La distribuzione e il caso Luxottica

La quotazione di Luxottica, uno dei pochi campioni di Piazza Affari, ha subito nel corso degli ultimi mesi, dopo un lungo periodo di risultati esaltanti, una flessione importante le cui cause sono state attribuite dagli analisti di Borsa alle incertezze che gravano sull'economia americana e alle pessime performance del dollaro nei confronti dell'euro. Fra le scelte strategiche su cui si basa il successo del gruppo fondato da Leonardo Del Vecchio spiccano innanzitutto le acquisizioni di marchi tecnico-stilistici sempreverdi come Ray-Ban, Persol, Vogue, sinergiche agli accordi di licenza stipulati con diverse griffe del lusso, da Dolce & Gabbana a Ralph Lauren, e l'acquisto di catene “retail” in Usa - quattro dagli inizi del 2006 a oggi - che hanno portato Luxottica alla creazione di una gigantesca rete di punti di vendita. Come succede in questi casi, la società di Agordo fa sapere che tutto va bene, vendite e utili del prossimo anno registreranno risultati record. Queste notizie e recenti iniziative come l'acquisizione di Oackley sembrano supportare questo ottimismo. Se si guarda, però, il fenomeno dal punto di vista della distribuzione ottica le ragioni di gioire diminuiscono. Se è vero che per merito di Luxottica e Safilo, e grazie al boom delle griffe, la distribuzione ha trovato spazi di crescita impensabili, è anche vero che tale fenomeno ha contribuito alla diffusione degli occhiali da sole in tutti i canali di vendita, facendo perdere alla distribuzione ottica specializzata la supremazia della protezione del benessere visivo.

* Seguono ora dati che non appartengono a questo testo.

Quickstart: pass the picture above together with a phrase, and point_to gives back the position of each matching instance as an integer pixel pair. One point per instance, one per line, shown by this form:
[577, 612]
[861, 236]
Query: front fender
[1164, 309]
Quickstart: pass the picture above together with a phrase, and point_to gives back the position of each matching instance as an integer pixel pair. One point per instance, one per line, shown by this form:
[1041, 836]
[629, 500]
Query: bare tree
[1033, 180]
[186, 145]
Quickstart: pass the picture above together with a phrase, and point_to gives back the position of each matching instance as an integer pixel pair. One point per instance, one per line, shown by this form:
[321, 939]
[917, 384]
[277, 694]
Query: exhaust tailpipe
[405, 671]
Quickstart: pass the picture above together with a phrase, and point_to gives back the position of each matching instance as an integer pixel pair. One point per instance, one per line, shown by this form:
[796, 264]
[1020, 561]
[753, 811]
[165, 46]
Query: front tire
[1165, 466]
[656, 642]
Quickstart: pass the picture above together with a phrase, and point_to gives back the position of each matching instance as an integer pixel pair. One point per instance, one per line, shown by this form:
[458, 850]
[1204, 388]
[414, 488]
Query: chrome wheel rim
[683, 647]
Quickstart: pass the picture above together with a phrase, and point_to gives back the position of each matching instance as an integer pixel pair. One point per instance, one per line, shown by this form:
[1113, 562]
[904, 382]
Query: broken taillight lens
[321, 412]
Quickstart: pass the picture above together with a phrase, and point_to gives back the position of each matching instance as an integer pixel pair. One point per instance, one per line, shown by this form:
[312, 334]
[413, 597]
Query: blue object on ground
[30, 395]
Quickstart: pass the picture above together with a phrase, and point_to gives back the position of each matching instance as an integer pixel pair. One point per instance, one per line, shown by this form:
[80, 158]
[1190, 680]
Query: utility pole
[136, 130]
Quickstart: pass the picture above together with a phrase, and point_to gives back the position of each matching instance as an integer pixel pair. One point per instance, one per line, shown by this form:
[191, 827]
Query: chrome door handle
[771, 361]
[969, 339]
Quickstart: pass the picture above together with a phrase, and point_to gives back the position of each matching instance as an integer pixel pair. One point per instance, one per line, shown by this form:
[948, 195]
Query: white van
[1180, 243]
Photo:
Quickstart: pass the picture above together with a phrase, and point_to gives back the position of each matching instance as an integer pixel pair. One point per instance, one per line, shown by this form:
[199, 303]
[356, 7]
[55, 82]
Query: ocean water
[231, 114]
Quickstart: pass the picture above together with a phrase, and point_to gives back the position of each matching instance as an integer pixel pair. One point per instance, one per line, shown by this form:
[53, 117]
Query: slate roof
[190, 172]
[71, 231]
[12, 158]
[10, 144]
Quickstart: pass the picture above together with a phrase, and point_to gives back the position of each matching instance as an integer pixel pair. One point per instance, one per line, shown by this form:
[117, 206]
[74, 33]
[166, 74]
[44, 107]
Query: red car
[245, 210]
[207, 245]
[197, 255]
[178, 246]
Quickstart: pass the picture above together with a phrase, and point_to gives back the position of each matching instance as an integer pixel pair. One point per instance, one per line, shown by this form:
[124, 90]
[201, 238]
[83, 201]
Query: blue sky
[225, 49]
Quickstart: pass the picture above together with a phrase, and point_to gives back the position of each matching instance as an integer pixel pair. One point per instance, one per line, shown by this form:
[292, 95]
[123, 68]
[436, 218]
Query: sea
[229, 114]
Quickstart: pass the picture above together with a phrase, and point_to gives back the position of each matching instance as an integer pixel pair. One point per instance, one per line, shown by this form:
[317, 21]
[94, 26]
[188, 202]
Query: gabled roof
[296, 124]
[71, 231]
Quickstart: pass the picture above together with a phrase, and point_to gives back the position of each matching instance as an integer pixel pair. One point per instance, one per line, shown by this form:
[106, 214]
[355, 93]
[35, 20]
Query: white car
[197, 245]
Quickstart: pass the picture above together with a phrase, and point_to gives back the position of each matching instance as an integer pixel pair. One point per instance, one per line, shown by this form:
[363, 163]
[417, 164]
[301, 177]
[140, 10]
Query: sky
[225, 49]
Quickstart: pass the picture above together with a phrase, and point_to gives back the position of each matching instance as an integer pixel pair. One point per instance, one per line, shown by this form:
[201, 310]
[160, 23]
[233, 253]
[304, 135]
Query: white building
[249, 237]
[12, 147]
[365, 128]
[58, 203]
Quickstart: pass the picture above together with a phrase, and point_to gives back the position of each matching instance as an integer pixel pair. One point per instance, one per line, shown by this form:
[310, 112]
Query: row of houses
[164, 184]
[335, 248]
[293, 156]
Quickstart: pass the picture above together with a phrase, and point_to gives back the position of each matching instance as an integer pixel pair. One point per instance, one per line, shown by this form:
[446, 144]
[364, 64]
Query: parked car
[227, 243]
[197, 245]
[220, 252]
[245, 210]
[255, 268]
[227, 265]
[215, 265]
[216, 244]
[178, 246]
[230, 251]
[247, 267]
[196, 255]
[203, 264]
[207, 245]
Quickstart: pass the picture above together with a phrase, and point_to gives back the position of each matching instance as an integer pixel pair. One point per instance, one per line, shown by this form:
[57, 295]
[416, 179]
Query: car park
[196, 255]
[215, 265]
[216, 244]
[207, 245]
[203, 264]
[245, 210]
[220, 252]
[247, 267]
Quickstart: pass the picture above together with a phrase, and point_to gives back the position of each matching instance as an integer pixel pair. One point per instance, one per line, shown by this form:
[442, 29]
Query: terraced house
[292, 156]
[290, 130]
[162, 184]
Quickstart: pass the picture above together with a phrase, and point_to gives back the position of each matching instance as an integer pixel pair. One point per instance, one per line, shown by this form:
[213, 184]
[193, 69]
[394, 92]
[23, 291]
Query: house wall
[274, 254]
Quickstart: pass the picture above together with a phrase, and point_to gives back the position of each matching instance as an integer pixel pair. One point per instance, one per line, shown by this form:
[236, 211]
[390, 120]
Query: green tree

I problemi di una posizione dominante
Luxottica ha così acquisito una situazione dominante nei confronti della distribuzione a cui ha sottratto capacità contrattuale e di progettazione e la possibilità di decidere quali marchi trattare e come, facendo venire meno quel rapporto dialettico fra distribuzione e industria che, anche quando diventa conflittuale, è all'origine della crescita dei mercati. Nel portafoglio Luxottica vi sono una trentina di brand fra marchi di proprietà e in concessione, almeno due volte l'anno ogni marchio immette sul mercato una nuova collezione le cui novità, in assoluto, sono molto poche e pochissimi i modelli di successo. Accadono così due inconvenienti: i modelli di successo sono consegnati con ritardi enormi e con un sistema frazionato assai oneroso per gli ottici; gli altri modelli, alcune centinaia, restano invenduti nei punti di vendita. Il mercato dei prodotti ottici vive in funzione dei bisogni visivi delle persone e solo in parte modesta per la vendita dell'occhiale da sole come accessorio di moda. I consumi attraversano una fase di stagnazione dovuta anche alla mancanza di competitività dell'offerta che origina il seguente paradosso: il peso preponderante della montatura rispetto alle lenti - che sono la principale ragione di esistere del prodotto - sul prezzo finale di un occhiale da vista. Non è quindi casuale che fra i problemi di gestione degli ottici, il principale sia quello delle montature invendute, che trae origine da un rapporto in cui le ragioni della controparte distributiva, in termini di possibilità di selezione e assorbimento delle collezioni e di quantità e qualità dei modelli immessi sul mercato, non sono tenute in nessun conto.